A physical therapist for compressions fractures should evaluate back pain in certain situations and these include; in any elderly person, in a person with cancer, in anyone whose pain is exactly the same at rest as it is during activity, if pain while sleeping is worse than when awake, and in a child under 12 years of age. The provider may order X-rays, MRI of the spine, and/or a CT scan.
For the most part, nonoperative treatments are recommended for compression fracture. These treatments include pain medications, rest, ice, heat, and modified physical activity that includes a stretching and strengthening program directed by a physical therapist.

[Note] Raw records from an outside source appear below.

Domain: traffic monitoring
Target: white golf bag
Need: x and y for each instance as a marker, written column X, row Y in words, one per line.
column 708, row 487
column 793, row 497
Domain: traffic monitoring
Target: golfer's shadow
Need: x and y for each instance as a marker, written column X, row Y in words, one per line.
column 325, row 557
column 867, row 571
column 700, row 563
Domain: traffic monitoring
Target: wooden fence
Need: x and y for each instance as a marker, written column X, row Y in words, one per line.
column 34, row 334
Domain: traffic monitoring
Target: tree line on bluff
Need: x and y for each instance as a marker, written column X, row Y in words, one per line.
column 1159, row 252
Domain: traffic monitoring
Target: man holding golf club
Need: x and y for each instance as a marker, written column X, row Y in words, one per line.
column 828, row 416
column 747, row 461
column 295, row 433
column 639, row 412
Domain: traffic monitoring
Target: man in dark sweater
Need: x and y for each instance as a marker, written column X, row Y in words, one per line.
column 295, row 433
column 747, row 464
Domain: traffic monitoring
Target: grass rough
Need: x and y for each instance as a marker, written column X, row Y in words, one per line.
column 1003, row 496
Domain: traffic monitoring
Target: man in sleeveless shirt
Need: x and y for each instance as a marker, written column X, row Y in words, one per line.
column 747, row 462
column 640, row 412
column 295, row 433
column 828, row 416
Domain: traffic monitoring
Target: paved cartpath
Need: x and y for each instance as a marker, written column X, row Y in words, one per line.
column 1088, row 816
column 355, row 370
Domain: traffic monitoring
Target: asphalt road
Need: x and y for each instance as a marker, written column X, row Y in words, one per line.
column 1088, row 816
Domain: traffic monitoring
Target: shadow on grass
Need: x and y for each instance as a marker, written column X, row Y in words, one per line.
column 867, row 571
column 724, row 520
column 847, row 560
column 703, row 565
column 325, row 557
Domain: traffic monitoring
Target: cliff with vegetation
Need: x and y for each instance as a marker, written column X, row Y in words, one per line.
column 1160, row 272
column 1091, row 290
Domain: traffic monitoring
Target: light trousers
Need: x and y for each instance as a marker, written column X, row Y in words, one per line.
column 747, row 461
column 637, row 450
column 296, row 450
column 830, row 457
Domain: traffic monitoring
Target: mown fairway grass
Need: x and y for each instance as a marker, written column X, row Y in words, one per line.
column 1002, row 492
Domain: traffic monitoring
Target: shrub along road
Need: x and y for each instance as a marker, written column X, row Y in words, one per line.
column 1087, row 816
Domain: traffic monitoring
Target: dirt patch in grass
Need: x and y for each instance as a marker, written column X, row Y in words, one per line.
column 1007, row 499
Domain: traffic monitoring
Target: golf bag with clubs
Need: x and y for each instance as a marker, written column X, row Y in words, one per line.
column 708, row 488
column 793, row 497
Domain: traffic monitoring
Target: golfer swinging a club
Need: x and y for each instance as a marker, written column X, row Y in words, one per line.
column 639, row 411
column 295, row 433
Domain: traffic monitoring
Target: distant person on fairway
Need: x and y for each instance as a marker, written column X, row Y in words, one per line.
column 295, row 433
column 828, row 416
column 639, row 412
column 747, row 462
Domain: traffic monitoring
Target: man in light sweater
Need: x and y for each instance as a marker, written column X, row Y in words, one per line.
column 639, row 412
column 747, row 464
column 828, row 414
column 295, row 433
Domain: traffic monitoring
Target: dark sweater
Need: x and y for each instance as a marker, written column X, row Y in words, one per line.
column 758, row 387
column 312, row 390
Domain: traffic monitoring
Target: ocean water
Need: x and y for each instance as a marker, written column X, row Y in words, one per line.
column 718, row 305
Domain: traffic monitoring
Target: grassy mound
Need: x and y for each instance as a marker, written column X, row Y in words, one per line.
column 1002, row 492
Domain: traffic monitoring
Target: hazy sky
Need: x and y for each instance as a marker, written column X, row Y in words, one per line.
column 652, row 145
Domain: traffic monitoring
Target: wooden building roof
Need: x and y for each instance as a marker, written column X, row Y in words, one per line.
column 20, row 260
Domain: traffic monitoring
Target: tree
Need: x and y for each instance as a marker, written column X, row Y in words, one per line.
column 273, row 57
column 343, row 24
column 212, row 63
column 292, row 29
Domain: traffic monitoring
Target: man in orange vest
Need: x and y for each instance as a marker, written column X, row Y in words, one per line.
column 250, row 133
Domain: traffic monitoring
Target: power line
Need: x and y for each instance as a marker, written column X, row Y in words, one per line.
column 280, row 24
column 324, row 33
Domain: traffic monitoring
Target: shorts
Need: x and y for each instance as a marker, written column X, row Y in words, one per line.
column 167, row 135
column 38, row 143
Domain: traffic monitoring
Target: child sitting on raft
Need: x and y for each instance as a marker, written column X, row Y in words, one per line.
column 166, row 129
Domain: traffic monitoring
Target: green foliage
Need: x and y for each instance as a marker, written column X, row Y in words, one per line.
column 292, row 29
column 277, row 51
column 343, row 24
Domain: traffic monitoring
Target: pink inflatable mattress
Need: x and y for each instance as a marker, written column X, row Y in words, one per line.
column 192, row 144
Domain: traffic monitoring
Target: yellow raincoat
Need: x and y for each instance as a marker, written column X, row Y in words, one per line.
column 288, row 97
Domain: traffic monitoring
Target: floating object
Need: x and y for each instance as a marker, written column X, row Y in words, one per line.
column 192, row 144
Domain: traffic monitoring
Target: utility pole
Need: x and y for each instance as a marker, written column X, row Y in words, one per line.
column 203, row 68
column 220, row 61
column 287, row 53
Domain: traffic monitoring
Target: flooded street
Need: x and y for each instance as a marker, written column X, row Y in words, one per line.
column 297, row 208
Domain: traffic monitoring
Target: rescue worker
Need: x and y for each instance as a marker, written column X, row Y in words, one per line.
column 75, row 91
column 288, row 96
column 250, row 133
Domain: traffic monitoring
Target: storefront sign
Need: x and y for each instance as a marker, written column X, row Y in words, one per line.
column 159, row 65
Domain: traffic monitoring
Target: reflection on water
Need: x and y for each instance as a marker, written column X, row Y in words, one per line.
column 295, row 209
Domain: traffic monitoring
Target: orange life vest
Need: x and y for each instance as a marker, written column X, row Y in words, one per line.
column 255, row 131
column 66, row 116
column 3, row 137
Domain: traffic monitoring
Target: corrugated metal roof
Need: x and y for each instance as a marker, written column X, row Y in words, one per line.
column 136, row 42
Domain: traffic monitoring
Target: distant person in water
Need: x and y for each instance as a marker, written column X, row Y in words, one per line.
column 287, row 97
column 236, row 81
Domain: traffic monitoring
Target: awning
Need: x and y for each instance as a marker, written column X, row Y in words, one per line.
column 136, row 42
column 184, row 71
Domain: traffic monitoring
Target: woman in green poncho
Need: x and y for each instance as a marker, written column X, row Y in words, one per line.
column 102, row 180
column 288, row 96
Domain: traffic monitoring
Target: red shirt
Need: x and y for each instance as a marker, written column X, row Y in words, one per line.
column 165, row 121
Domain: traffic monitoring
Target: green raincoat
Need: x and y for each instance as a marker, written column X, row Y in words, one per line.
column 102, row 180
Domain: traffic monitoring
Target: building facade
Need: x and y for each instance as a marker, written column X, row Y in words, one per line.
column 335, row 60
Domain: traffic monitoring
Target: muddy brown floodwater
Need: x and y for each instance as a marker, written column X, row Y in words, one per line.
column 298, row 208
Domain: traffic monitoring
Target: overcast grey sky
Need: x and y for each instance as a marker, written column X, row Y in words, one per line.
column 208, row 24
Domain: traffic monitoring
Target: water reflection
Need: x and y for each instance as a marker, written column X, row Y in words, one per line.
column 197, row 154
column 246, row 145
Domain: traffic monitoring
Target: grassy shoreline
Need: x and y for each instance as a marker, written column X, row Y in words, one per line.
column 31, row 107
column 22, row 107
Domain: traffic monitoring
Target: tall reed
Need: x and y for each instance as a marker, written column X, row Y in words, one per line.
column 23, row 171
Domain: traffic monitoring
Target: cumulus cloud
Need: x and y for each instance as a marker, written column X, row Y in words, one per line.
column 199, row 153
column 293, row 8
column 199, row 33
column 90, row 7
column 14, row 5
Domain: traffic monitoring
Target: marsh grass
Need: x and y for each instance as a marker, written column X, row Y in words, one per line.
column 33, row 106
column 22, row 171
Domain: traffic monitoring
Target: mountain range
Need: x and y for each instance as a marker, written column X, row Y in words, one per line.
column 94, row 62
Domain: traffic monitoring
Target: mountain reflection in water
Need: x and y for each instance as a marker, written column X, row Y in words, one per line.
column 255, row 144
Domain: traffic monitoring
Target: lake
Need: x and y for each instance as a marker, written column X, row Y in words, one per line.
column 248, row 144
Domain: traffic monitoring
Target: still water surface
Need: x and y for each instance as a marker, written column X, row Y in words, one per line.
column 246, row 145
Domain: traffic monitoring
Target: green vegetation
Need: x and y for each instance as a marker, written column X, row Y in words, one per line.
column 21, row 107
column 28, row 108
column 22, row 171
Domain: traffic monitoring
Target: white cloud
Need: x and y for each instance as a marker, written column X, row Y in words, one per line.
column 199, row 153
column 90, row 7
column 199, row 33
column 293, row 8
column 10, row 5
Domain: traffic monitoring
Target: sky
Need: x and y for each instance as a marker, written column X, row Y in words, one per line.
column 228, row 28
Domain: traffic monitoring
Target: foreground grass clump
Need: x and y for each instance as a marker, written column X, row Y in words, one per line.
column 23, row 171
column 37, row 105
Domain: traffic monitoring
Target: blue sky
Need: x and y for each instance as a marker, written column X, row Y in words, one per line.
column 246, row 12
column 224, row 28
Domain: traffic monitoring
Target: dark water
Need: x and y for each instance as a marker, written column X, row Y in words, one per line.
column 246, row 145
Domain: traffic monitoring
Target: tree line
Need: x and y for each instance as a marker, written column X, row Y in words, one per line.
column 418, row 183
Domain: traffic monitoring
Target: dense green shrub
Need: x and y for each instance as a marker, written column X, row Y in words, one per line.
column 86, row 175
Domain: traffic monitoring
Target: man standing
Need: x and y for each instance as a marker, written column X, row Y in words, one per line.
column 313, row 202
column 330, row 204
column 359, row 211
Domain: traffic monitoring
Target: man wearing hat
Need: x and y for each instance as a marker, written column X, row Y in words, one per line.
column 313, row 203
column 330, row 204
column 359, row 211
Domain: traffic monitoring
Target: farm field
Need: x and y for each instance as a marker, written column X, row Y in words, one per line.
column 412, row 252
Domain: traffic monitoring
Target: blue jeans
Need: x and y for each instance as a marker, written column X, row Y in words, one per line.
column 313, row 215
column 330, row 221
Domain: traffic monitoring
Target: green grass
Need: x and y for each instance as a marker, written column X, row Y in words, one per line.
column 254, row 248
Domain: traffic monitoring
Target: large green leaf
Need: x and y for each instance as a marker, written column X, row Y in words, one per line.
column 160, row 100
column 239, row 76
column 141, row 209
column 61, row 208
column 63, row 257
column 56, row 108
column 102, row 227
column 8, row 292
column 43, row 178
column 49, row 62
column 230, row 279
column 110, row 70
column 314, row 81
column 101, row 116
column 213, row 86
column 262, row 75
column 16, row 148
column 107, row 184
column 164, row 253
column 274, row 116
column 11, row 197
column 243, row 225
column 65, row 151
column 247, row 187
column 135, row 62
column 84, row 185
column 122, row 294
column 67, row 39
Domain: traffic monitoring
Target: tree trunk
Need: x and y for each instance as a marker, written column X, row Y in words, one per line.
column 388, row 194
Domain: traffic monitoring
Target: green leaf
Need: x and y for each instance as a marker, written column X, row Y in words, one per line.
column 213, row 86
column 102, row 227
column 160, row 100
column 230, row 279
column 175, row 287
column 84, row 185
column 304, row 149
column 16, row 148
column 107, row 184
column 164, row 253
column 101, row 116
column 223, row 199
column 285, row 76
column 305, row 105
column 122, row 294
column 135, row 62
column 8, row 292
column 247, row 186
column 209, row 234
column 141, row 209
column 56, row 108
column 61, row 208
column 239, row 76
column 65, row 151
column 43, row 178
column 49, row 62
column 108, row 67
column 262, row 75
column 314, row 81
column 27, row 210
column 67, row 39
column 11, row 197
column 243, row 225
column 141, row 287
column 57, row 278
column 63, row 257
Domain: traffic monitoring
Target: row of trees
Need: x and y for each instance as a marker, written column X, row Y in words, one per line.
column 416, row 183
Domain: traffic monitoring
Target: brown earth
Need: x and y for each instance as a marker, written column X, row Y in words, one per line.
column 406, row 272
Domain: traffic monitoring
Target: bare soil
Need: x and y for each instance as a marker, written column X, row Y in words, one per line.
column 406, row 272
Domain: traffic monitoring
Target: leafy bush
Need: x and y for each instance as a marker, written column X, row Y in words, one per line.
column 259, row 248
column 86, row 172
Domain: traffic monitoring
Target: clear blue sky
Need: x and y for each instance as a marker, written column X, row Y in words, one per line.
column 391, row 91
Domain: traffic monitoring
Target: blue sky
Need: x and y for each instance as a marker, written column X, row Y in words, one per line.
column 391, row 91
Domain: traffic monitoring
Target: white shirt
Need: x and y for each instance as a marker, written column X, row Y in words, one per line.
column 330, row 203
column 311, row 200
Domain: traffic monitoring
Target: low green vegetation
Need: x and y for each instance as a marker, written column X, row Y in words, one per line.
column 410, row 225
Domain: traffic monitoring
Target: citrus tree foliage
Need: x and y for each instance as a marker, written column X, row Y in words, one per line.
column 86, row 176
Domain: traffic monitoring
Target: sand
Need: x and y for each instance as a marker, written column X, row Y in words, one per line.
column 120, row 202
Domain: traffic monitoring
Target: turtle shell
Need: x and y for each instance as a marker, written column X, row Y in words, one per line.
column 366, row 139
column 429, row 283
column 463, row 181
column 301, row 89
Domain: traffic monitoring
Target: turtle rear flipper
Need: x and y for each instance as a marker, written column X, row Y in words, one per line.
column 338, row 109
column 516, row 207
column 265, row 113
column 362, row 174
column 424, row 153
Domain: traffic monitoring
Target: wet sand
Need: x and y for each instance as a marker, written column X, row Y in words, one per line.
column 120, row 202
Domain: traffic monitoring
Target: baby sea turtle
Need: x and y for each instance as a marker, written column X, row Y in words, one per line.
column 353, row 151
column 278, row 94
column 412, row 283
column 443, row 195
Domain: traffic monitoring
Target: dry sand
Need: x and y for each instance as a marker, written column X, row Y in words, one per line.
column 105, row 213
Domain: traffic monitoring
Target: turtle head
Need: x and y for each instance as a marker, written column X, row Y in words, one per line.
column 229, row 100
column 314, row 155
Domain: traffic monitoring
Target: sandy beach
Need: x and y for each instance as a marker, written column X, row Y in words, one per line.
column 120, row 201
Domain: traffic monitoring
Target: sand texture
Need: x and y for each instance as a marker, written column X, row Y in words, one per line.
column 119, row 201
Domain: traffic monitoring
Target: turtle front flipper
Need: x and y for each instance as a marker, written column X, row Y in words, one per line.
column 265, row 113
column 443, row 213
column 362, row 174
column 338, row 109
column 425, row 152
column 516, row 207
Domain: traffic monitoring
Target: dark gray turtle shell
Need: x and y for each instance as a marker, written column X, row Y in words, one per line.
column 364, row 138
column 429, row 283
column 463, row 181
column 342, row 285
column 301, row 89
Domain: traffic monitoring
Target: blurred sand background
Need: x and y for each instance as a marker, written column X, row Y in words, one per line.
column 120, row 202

Treatment Options for Back Injuries
Back pain may be sudden, mild, constant, or debilitating. Therefore, the care that is recommended may consist of a combination of treatments. The following therapies are used for treating back pain.
1. Over-the-counter and prescription pain relievers are often recommended for alleviating back pain and discomfort. The strength of the medicine depends on the nature of the pain and any resulting side effects. Non-steroidal anti-inflammatory drugs (NSAIDs) may be recommended or prescription pain relievers, such as the following:
- Lidocaine patches
2. Chiropractic care frequently is advised for treatments of the lower back. The goal of using this method is to realign the spine so pain becomes less of a problem. Chiropractic techniques relieve pressure and assist in developing a better posture.
3. Physical therapy focuses on the prevention of further disabilities or pain. PT is used to relieve the pain, encourage healing, and restore movement and function in the back.